Açık Öğretim Lisesi’ne göçün olası sonuçlarına gelince örgün eğitim kurumlarının özellikle 11 ve 12. sınıf seviyesindeki şubelerin boşalabilmesi ve öğrenci sayısındaki azalmadan dolayı okul yönetimleri tarafından şube kapatma yoluna gidilmesi ve okul öğretmen norm kadro dağılının değişmesi, bazı öğretmenlerin norm fazlası durumuna düşmesi gibi sonuçlar sıralanmakta. Yine Millî Eğitim Bakanlığı’nın denetim ve kontrolünden uzak biçimde hizmet üreten kurum sayısı artabilir. Örgün eğitim kurumlarında yüz yüze ders ve sınav uygulaması devam ederken, Açık Öğretim Lisesi’nde gerçekleştirilen denetimden yoksun çevrim içi sınavlar, mezuniyet aşamasında elde edilen diplomanın eş değer görülmesinden dolayı toplumdaki adalet algısını zedeleyebilir ve fırsat eşitliği sağlama iddiasıyla hayata geçirilen açık öğretim sisteminin tam aksine eşitsizlik üretmesine yol açabilir uyarıları yapılmakta.
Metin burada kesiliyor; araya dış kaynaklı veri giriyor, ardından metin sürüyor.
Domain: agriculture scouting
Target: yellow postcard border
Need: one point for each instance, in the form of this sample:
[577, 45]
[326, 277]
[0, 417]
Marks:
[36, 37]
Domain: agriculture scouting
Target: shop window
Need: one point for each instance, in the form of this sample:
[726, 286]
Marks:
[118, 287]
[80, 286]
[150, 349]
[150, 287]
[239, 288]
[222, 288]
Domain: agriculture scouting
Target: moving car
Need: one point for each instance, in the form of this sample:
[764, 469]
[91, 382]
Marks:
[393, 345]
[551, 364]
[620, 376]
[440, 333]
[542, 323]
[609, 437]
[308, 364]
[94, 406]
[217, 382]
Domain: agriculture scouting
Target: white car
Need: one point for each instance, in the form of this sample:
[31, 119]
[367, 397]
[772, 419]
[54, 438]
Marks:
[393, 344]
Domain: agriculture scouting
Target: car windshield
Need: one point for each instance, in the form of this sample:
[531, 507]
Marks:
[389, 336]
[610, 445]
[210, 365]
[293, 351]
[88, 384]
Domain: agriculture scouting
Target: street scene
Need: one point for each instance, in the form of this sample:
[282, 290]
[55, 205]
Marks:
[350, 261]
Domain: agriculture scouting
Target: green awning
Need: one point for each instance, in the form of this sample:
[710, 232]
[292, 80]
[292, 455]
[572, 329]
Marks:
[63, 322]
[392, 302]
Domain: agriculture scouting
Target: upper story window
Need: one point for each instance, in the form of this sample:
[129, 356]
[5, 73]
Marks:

Sorunun Çözümüne Yönelik Öneriler:

Raporda sorunun çözümüne yönelik önerilere gelince: Örgün eğitimde 11 ve 12. sınıf öğrencisi iken yükseköğretime geçiş sınavına hazırlanmaya daha fazla vakit ayırabilmek hedefiyle örgün eğitimin dışına çıkmayı tercih eden öğrencilerin var olabileceği göz önünde bulundurularak, örgün eğitimde gerçekleştirilen eğitim uygulamalarının yükseköğretime geçiş sınavına okul dışı bir mekanizma yardımıyla hazırlanmaya fırsat vermesinin önüne geçecek biçimde sınav-öğretim içeriği entegrasyonu sağlanması,

Örgün eğitim ve Açık Öğretim Lisesi’nde uygulanan öğretim programlarının birebir örtüşmemesine karşın mezuniyet ile elde edilen diplomaların eş değer olmasının kaçınılmaz olarak öğrencileri daha kolay olana kanalize etme potansiyeli taşıdığı dile getirilebilir. Buradan hareketle öğretim programı içerikleri birbirine muadil hâle getirilmesi,

Örgün eğitim kurumlarından Açık Öğretim Lisesi’ne yaşanan göç neticesinde ortaöğretim kurumlarında öğrenci sayısının azalmasına bağlı olarak sınıf şube sayılarında azaltmaya gidilebileceği ve bunun da okuldaki öğretmen norm kadro dağılımını etkileyebileceği göz önünde bulundurularak ileride ortaya çıkması olası sorunlara yönelik projeksiyon çalışmaları yapılmalı, MEB tarafından izlenecek strateji başta norm kadro dağılımından öncelikli olarak etkilenecek ve zorunlu yer değiştirmeyle karşılaşabilecek öğretmenler olmak üzere sürecin paydaşları ile paylaşılmalı,

Örgün eğitim kurumlarından ayrılarak Açık Öğretim Lisesi’ne geçiş yapan öğrenciler ve velilerin bu eğilimlerinin gerekçeleri tespit edilerek örgün eğitim sisteminin veli ve öğrencilerin hangi beklentilerine cevap vermediği tespit edilmeli ve bu alanlara yönelik yapılandırmaya gidilmeli önerileri sıralanmakta…

Raporun tamamına İlke Eğitim Kültür Vakfı, Eğitim Politikaları Araştırma Merkezi Politika Notları 47’den ulaşılabilir.

Umarım, sorunun çözümüne katkı sunan bir değerlendirme olmuştur.